Eppure la necessità di intervento è alta: "Nel corso del 2015 - analizza l'Usb - il comando di Pisa ha effettuato 6.453 interventi, numerose emergenze territoriali legate al maltempo, ci ricordiamo tutti gli allagamenti del 24 agosto, oltre a numerose micro calamità legate a vento e fattori meteo. Ogni volta queste piccole emergenze richiedono il supporto di squadre che vengono da altre province della toscana oltre al raddoppio dei turni e il richiamo in servizio di personale in ferie".

Problemi anche sul lato della dotazione dei mezzi: "I lavoratori sono abituati al sacrificio per portare il soccorso ai cittadini, ma spesso non ci sono nemmeno gli automezzi perché vecchi con età media di 15-20 anni che sempre più spesso sono guasti e in officina come per esempio in questi giorni accade a Cascina e Castelfranco, che sono senza la propria Aps, il mezzo standard per tutte le tipologie di interventi, e senza le autobotti guaste da mesi e ferme in officina in attesa di risorse per la riparazione".

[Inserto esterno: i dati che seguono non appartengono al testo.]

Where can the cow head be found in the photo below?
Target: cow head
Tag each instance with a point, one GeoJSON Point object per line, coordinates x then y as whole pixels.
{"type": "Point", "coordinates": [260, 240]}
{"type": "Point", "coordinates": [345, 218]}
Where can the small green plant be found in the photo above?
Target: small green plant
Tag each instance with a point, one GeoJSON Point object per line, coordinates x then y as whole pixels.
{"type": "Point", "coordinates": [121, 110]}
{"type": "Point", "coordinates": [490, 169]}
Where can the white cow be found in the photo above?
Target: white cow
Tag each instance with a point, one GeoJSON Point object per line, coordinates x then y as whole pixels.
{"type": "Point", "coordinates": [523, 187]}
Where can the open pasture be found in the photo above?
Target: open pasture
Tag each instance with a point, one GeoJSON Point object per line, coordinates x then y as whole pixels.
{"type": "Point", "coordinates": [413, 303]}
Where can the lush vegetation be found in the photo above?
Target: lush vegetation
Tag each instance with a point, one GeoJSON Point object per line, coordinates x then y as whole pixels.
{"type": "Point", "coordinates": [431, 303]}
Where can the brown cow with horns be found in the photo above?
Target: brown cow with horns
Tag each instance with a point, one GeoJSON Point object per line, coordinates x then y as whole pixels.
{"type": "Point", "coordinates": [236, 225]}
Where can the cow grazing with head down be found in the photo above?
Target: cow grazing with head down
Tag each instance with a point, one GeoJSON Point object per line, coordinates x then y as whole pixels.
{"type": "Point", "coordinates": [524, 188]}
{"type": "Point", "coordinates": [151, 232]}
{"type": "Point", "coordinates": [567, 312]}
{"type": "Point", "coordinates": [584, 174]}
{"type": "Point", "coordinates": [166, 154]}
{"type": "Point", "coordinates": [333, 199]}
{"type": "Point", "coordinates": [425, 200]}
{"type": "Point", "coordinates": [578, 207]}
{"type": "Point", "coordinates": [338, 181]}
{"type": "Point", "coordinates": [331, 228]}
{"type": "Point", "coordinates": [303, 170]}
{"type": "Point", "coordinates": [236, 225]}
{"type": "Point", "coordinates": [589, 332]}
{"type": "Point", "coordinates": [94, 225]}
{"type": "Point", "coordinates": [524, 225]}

Un quadro preoccupante che può anche peggiorare: "Per questo 2016 la situazione si aggraverà ancora di più dato che è stato azzerato il fondo per i contratti dei precari, lavoratori che in molti casi hanno dato un contributo al Corpo Nazionale per 20 anni. Usb chiede l'assunzione di tutti questi precari. Facciamo appello a tutti i cittadini e a tutte le istituzioni, sindaci in primis, affinché si impegnino per fare pressione verso il Ministro dell'Interno per invertire la rotta che vede continui tagli a uomini e mezzi dei Vigili del Fuoco a Pisa e investire nella sicurezza e salvaguardia dei cittadini dando al CNVVF le risorse necessarie".